Example: On waking I recall a dream. I remember experiencing anxiety. I wondered at things. I observed qualia: objects being red, sounds appearing musical, and so on. In other words, I remember being conscious in my dream. Who was conscious in the dream? Me, lying in bed. And who is conscious now, recalling the dream? Me. And if someone else tells me about a dream they had, in which they had conscious experiences, who was conscious in that dream? Them. They have conscious experiences too. Where's the mystery?
Is consciousness continuous? Maybe not, but who said it had to be? Is it any particular place? Not necessarily, but who said it had to be? Projection onto consciousness of the categories of physical science is unneccessary and I think misguided. Your problems when you do so impose no obligation on me to find the study of consciousness problematic. You're just looking at it with the wrong tools.
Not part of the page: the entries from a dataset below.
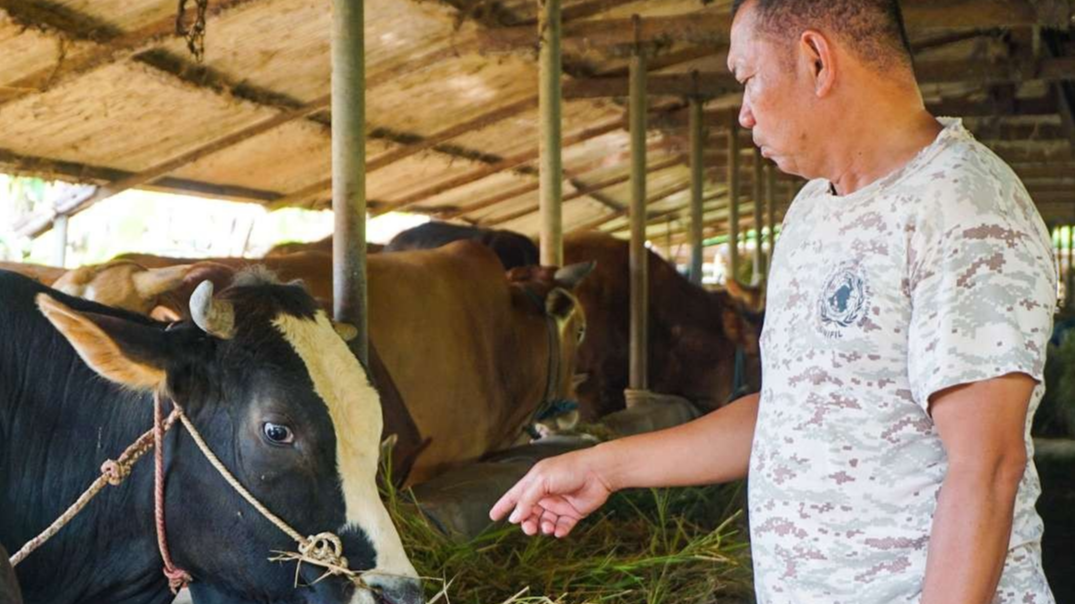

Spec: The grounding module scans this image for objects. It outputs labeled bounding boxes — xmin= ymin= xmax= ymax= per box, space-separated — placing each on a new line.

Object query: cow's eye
xmin=261 ymin=421 xmax=295 ymax=445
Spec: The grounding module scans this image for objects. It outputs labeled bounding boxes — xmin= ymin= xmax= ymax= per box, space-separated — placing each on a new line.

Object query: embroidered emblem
xmin=817 ymin=264 xmax=866 ymax=339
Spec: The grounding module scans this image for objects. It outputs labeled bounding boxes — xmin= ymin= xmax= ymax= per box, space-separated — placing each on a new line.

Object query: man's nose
xmin=740 ymin=101 xmax=757 ymax=130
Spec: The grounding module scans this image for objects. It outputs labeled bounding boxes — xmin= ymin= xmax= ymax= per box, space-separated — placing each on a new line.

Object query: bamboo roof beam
xmin=563 ymin=57 xmax=1075 ymax=99
xmin=563 ymin=177 xmax=690 ymax=233
xmin=459 ymin=156 xmax=683 ymax=218
xmin=478 ymin=0 xmax=1062 ymax=53
xmin=0 ymin=0 xmax=263 ymax=106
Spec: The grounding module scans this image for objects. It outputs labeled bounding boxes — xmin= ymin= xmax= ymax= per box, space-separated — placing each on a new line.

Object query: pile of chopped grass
xmin=385 ymin=466 xmax=751 ymax=604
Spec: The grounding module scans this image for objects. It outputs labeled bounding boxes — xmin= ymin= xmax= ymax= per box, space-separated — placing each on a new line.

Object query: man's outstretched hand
xmin=489 ymin=447 xmax=615 ymax=537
Susan Blackmore is influential in the world of the study of consciousness. She has authored numerous books on consciousness including "Consciousness: an Introduction," and is editor of "Conversations on Consciousness." In Cris Evat's book "The Myth of Free Will" Susan says “It is possible to live happily and morally without believing in freewill…. As for giving up the sense of an inner conscious self altogether–-this is very much harder. I just keep on seeming to exist. But though I cannot prove it, I think it’s true that I don’t.”
I believe we need not be ashamed of being conscious and having free will, nor need we make an effort to purge ourselves of them. Even the arch physicalist Edward O. Willson in his "Consilience: the Unity of Knowledge" warns of the danger of a denial of free will turning into fatalism, which he obviously appreciates as a calamity.
In "Zen and the Art of Consciousness" Susan exposes the roots of her anguish over failing to understand consciousness. Reading it may provide us with clues to the motivations behind that failure to understand wherever it appears. This could help in discussions between defenders and denyers of consciousness and free will.